Robert Van Pelt, a forest ecology researcher at the University of Washington and Evergreen State College, has two lifelong obsessions: trees and curious facts. So it seems inevitable that he would hunt out the woody leviathans showcased in his book Forest Giants of the Pacific Coast.
Measuring trees is a science, and Van Pelt takes the reader through a brief overview of how it's done. But the bulk of the book is devoted to 117 champion trees. Each of the 20 species covered has its own chapter that begins with an informative but easy-to-read article giving background on the featured species and a colorful map showing species range and the locations of the giants. Individual profiles of the big trees follow. Van Pelt provides the expected facts, such as height, diameter and wood volume, but also goes beyond the numbers to bring out the unique personality of each tree by delving into the story behind the names (Riker!, named after the Enterprise's second-in-command on Star Trek, is the second-largest noble fir in an area near Mount St. Helens), highlighting some of the trees' quirks (a cedar in Olympic National Park has two full-size hemlocks growing on it), and recounting some of the tales accumulated from the 200,000 miles Van Pelt drove and 700 miles he hiked in search of these trees.

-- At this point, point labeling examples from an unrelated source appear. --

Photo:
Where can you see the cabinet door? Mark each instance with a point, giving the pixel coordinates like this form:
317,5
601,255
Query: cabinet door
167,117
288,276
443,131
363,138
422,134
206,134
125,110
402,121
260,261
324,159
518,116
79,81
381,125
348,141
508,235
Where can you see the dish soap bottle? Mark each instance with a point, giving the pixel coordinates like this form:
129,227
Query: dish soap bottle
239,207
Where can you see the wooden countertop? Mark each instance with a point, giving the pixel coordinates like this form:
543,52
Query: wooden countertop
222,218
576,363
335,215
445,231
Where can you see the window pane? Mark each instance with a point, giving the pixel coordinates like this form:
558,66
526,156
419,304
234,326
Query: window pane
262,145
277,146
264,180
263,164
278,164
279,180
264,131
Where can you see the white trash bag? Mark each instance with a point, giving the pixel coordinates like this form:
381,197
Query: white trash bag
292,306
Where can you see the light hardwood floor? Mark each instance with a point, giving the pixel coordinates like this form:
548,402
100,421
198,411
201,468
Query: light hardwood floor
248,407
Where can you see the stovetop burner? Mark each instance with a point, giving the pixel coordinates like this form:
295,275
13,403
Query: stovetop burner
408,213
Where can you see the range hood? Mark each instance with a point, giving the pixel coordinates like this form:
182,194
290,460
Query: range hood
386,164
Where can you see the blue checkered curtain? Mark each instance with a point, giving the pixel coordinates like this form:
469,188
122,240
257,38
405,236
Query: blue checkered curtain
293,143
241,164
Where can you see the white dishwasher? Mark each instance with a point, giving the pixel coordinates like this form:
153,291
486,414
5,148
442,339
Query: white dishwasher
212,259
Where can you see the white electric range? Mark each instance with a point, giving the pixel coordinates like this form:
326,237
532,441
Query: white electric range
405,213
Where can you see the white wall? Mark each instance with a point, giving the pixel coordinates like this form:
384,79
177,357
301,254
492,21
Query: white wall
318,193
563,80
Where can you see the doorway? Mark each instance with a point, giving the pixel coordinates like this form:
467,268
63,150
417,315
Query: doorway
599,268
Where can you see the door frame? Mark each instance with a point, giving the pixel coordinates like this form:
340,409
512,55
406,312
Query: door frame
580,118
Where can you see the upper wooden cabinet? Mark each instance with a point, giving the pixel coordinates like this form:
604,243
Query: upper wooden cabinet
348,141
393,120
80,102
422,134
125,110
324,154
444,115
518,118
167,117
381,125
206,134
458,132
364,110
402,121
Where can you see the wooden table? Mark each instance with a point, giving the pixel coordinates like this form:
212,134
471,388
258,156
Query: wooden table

Whether you're a silviculturalist or someone who can barely tell a spruce from a fir, the author's exquisite drawings of each tree are reason enough to pick up this book and a good excuse not to put it down.
Forest Giants of the Pacific Coast, by Robert Van Pelt, Global Forest Society with University of Washington Press, Seattle, 2002. Softcover: $35, 224 pages, 115 color illustrations, 115 line drawings, 22 color maps.